Assistir o time da Padaria Nº 3 aos domingos à tarde passou a ser o único alento da sofrida população kievana, cujo moral mudou completamente. O sucesso do Start foi tamanho que o time passou a ser desafiado por equipes de soldados das guarnições invasoras, especialmente húngaros e romenos, aliados nazistas. Mesmo com o cansaço, a má forma física e inferioridade numérica, os craques do Start venceram todas as partidas com larga vantagem.

Os alemães ficaram incomodados. As vitórias do Start passaram a inspirar o povo ucraniano e membros da Resistência, que os enxergavam como heróis. Era necessário dar um basta na onda de euforia. Os nazistas então trouxeram a Kiev sua melhor equipe, o FLAKELF, time da Luftwaffe, composto por atletas fortes e bem treinados, para desafiar o Start.

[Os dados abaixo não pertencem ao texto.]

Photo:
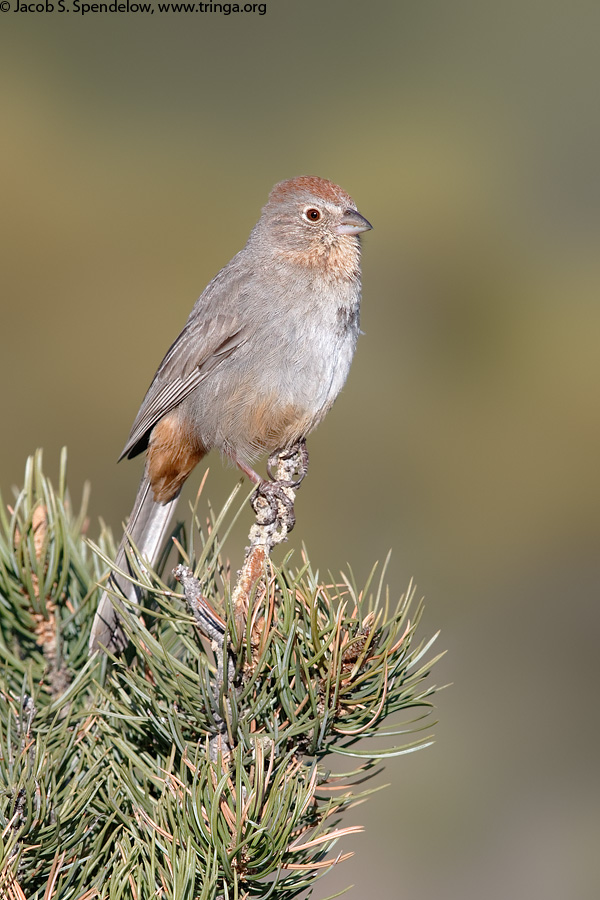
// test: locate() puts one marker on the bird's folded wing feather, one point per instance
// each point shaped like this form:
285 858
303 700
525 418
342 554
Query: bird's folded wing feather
205 342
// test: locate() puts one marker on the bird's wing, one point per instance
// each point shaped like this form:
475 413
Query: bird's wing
205 342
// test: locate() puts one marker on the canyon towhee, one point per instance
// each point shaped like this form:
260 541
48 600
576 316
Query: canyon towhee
261 359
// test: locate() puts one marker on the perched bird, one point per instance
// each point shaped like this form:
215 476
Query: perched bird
261 359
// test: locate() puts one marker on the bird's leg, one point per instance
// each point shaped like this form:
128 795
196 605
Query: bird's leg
273 501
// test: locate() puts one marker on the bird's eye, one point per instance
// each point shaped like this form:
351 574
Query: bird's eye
312 214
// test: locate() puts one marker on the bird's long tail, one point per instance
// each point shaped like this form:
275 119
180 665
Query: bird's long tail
147 527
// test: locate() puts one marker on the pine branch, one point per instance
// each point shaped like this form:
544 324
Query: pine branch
198 766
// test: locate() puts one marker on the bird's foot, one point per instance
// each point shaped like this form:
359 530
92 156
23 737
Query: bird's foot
283 465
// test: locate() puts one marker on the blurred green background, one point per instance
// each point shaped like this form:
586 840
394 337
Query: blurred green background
136 154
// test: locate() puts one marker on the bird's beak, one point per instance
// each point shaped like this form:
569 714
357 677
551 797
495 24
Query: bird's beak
352 223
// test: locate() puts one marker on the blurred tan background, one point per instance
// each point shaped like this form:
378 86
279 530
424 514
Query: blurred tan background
136 153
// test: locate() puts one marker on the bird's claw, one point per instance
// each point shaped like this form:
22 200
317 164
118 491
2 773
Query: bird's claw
298 454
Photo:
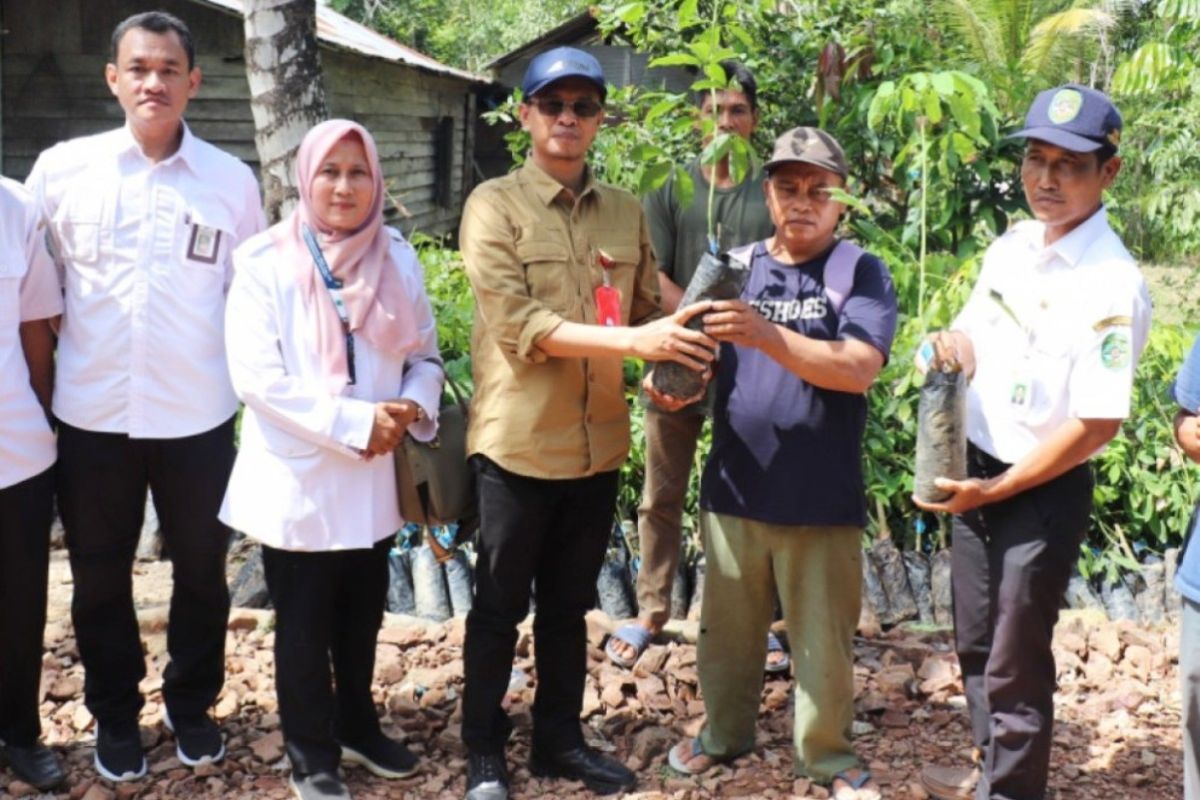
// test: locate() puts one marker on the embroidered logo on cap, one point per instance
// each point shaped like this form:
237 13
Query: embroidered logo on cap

Foi um jogo duro, violento, com os alemães cometendo faltas desleais não marcadas pelo juiz. Mais uma vez, porém, o talento dos craques de Kiev falou mais alto e os alemães foram goleados. A população local ficou eufórica: seus heróis haviam derrotado os inimigos fascistas! Era como se a honra da cidade tivesse sido recuperada. Resistir era possível.

Enfurecidos, os alemães marcaram uma revanche logo em seguida. Na verdade desejavam fuzilar o time do Start pelo insulto, mas sabiam que apenas criariam mártires. A vitória tinha que ser dentro do campo, e incontestável.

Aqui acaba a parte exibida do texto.